I think that this is a clear message not only from this reconstruction (in Utah) but throughout the West that we should be prepared for more severe droughts in the future. It would be a good idea to think ahead of it so we are not surprised by it. —Matthew Bekker, BYU geography professor
SALT LAKE CITY — Northern Utah tree rings going back to the time of Christopher Columbus should have water managers across the state on alert for droughts even more extreme than what modern history has delivered.
That finding comes with new research, the first of its kind, that came out of a BYU study revealing "nightmare" droughts in the West. The study represents the first time a tree-ring reconstruction has been done for a major river feeding the rapidly growing Wasatch Front.
In the research, scientists tracked Utah's climate record back to 1429 and found that the most severe drought in that period began in 1492 — and the five worst droughts happened during the explorer's lifetime.
"I think that this is a clear message not only from this reconstruction (in Utah) but throughout the West that we should be prepared for more severe droughts in the future," said BYU geography professor Matthew Bekker. "It would be a good idea to think ahead of it so we are not surprised by it."
Bekker and fellow researchers from the U.S. Forest Service, Utah State University and Columbia University used tree rings from both live and dead trees to chart climate patterns over five centuries, a span that showed extreme fluctuations between the real wet years and the real dry years.
The study, published in the Journal of the American Water Resources Association, correlates modern stream flow measurements to the thickness of the tree rings and drought severity.

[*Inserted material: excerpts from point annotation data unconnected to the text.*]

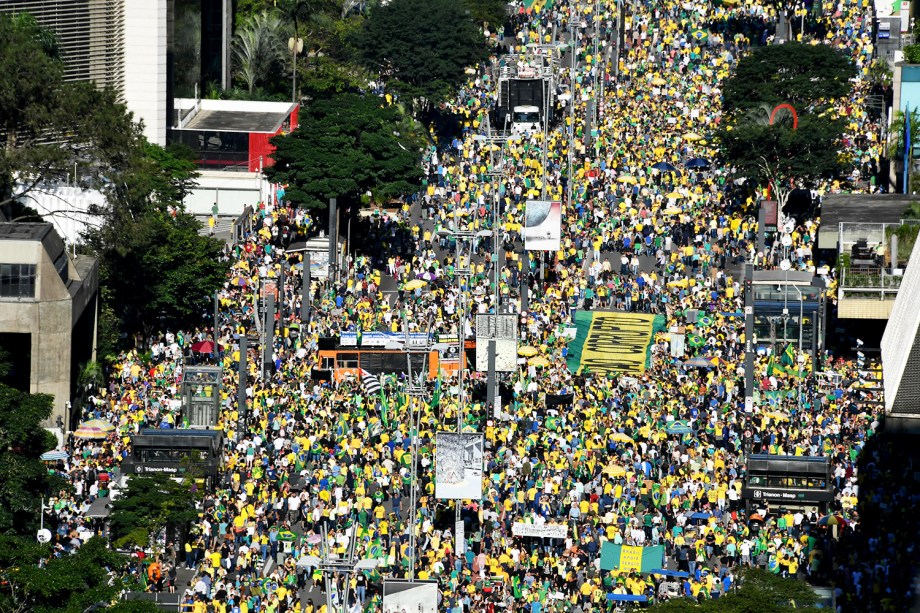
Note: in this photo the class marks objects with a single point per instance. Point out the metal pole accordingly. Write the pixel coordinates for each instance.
(749, 337)
(306, 294)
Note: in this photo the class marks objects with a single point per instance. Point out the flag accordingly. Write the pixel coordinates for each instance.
(788, 357)
(371, 382)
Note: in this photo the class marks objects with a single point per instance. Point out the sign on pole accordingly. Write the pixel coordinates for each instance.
(503, 330)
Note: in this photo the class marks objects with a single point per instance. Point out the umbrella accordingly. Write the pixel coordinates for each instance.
(698, 362)
(94, 428)
(204, 347)
(697, 163)
(832, 520)
(681, 426)
(665, 166)
(56, 454)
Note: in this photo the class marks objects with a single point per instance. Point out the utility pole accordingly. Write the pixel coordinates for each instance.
(749, 337)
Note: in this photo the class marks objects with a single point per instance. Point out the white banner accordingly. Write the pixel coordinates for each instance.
(458, 466)
(541, 530)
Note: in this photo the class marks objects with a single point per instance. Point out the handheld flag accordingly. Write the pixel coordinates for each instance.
(371, 382)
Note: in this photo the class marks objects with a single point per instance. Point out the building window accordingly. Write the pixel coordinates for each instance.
(60, 265)
(17, 280)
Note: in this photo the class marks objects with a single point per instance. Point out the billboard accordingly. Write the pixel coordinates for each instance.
(503, 330)
(543, 225)
(414, 596)
(458, 466)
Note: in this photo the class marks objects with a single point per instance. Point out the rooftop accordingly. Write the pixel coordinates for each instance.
(24, 231)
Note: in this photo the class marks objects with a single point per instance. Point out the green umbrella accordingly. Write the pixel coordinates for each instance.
(286, 536)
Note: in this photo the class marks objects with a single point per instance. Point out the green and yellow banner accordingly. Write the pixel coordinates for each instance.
(631, 558)
(613, 342)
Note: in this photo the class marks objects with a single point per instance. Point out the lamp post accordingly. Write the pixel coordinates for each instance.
(460, 273)
(296, 47)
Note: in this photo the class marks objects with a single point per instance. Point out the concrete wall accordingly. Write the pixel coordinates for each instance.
(48, 318)
(145, 66)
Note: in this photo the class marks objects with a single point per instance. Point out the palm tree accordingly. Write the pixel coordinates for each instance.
(257, 47)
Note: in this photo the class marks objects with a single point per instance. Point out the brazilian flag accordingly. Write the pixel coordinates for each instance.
(788, 357)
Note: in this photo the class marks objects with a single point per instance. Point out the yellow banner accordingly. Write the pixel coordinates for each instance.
(617, 343)
(630, 558)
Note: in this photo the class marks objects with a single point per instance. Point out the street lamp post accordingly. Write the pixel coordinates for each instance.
(460, 273)
(296, 47)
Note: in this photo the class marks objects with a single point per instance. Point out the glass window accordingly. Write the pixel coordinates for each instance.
(17, 280)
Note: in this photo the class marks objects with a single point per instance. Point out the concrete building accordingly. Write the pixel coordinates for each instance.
(48, 313)
(149, 51)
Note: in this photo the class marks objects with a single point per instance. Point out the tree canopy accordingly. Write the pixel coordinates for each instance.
(810, 78)
(422, 47)
(345, 146)
(150, 504)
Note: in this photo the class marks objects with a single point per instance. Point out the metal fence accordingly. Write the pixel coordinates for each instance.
(877, 284)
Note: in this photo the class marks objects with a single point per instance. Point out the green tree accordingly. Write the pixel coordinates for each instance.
(23, 478)
(71, 583)
(258, 49)
(151, 504)
(346, 146)
(49, 128)
(810, 78)
(422, 47)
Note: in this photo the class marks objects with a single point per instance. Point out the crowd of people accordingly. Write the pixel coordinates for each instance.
(307, 455)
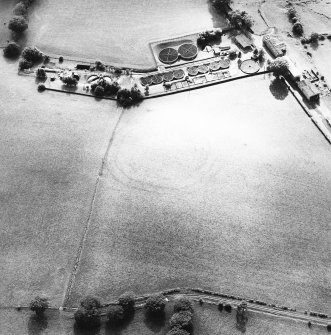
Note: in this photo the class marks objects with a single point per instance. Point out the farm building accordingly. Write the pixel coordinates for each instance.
(244, 42)
(308, 90)
(293, 69)
(274, 46)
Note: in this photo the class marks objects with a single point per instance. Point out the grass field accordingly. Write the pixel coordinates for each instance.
(6, 7)
(117, 31)
(51, 151)
(216, 188)
(207, 320)
(225, 188)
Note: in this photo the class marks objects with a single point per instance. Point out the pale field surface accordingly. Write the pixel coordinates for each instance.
(6, 7)
(207, 321)
(315, 16)
(114, 31)
(225, 188)
(51, 151)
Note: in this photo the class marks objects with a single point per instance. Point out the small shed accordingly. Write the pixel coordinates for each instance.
(275, 47)
(244, 42)
(308, 90)
(82, 67)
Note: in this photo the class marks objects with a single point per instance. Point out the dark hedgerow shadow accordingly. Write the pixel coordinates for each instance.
(37, 324)
(82, 331)
(279, 89)
(117, 329)
(155, 322)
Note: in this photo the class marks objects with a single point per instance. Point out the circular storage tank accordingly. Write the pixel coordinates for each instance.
(249, 66)
(179, 74)
(224, 63)
(192, 71)
(188, 51)
(203, 68)
(168, 76)
(168, 55)
(214, 66)
(157, 79)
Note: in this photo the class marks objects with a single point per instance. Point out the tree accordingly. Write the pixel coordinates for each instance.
(220, 4)
(20, 9)
(183, 304)
(41, 73)
(127, 301)
(90, 302)
(241, 19)
(136, 94)
(99, 91)
(69, 81)
(182, 320)
(291, 12)
(112, 88)
(11, 50)
(87, 318)
(24, 64)
(314, 37)
(41, 88)
(39, 305)
(32, 54)
(228, 308)
(99, 66)
(155, 304)
(18, 24)
(297, 28)
(115, 315)
(279, 66)
(177, 331)
(28, 3)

Core samples from Douglas fir and pinyon pine were used because of their particular sensitivity to drought, with the study mapping the hydrology of the Weber River, one of the most important sources of water for the Wasatch Front.
• The year 1703 kicked off 16 consecutive years of below average stream flow.
• The Weber River flowed at just 13 percent of normal in 1580 and dropped below 20 percent in three other periods.
• The most severe drought in the record began in 1492.
Bekker said the study has important implications for Utah because of its status as the second-driest state in the nation and its No. 3 spot in the country for population growth — which jumped 23.8 percent from 2000 to 2010.
"If you think about day-to-day water management and our growing population, if we were to have one of those really intense droughts or long duration droughts again, then we would have challenges with our water management," Bekker said. "Bigger challenges than what we have seen."
Bekker is circulating the study's findings with water managers, particularly in northern Utah.
"Uncertainty is a hallmark of this region’s hydroclimate, and climate change will only increase that uncertainty," the study concluded.
The findings demonstrated in five centuries of tree rings, Bekker emphasized, point to an "overly optimistic instrument" record of drought and wet periods for the region.
"As we have been dividing up all the water that we have in the West and building reservoirs and making plans for future population growth, we've been basing that on relatively higher flow," he said.
"What they can do now is take those data and say, 'OK, we need to plan for a little bit more worst-case scenario than what we have planned for now."
Ultimately the research team hopes to dissect an even more comprehensive record of climate patterns, charting hydrologic history back to the eighth century — or the time when Vikings were beginning their conquests of northern Europe.